Structural characterisation of the human innate immune proteins FIBCD1 and surfactant proteins A and D

Abstract

The surfactant proteins A and D (SP-A and SP-D) and fibrinogen C containing domain 1 (FIBCD1) are pattern recognition receptors, which recognise pathogens through the binding of carbohydrate residues embedded within surface structures.
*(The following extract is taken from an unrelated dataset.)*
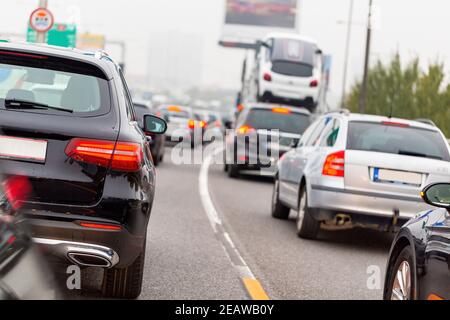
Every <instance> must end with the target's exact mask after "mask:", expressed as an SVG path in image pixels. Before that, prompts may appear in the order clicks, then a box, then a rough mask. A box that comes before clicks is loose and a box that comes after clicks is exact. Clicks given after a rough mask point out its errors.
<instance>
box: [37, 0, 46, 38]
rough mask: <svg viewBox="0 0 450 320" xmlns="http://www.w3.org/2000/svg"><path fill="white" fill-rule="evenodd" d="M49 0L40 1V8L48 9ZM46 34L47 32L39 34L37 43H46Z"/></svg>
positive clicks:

The work presented here characterises, through X-ray crystallography, the recognition of carbohydrate structures using recombinant fragments of human SP-D (rfhSP D) and FIBCD1. Additionally, a fragment of human SP-A has been produced for crystallisation studies.
The crystal structures of FIBCD1 in complex with N acetylalanine, N-acetylglucosamine (GlcNAc), N acetylgalactosamine-4-sulfate (GalNAc-4S), N acetylneuraminic acid (Neu5Ac), and (GlcNAc)2 have been solved by molecular replacement. A new native structure has also been solved by molecular replacement. The structures are refined to 1.84 – 2.00 Å. These structures reinforce our current understanding of ligand recognition by FIBCD1 but also highlight an extended ~25 Å binding surface upon which extended oligosaccharides may bind.
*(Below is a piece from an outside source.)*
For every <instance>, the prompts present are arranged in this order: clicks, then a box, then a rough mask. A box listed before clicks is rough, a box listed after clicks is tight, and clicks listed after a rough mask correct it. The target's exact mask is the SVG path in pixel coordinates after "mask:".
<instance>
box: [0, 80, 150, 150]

The crystal structures of rfhSP-D and four synthetic oligosaccharides have also been solved by molecular replacement. The oligosaccharides, designated HepI-HepII HepIII, HepI-KdoI, HepIPhos- HepII, and Phos-HepII-HepI, correspond to the core oligosaccharides of Haemophilus influenzae and Salmonella enterica LPS. The structures are refined to 1.63 – 1.92 Å. The ligand-bound rfhSP-D structures clarify SP-D recognition of the core HepI-KdoI motif and highlight an elegant mechanism by which bacteria may use phosphorylation of core oligosaccharide residues to evade immune detection.
A human SP-A neck/carbohydrate recognition domain (N/CRD) has also been produced using a type IV collagenase enzyme isolated from Clostridium histolyticum. The cleaved SP-A N/CRD fragment has a monomeric molecular mass of ~18 kDa and elutes as a trimer from a size-exclusion chromatography column. This fragment could be used in future structural studies so as to better understand how human SP-A operates. Ultimately, this work has led to a better understanding as to how FIBCD1, SP-A, and SP-D operate and function as part of the innate immune response.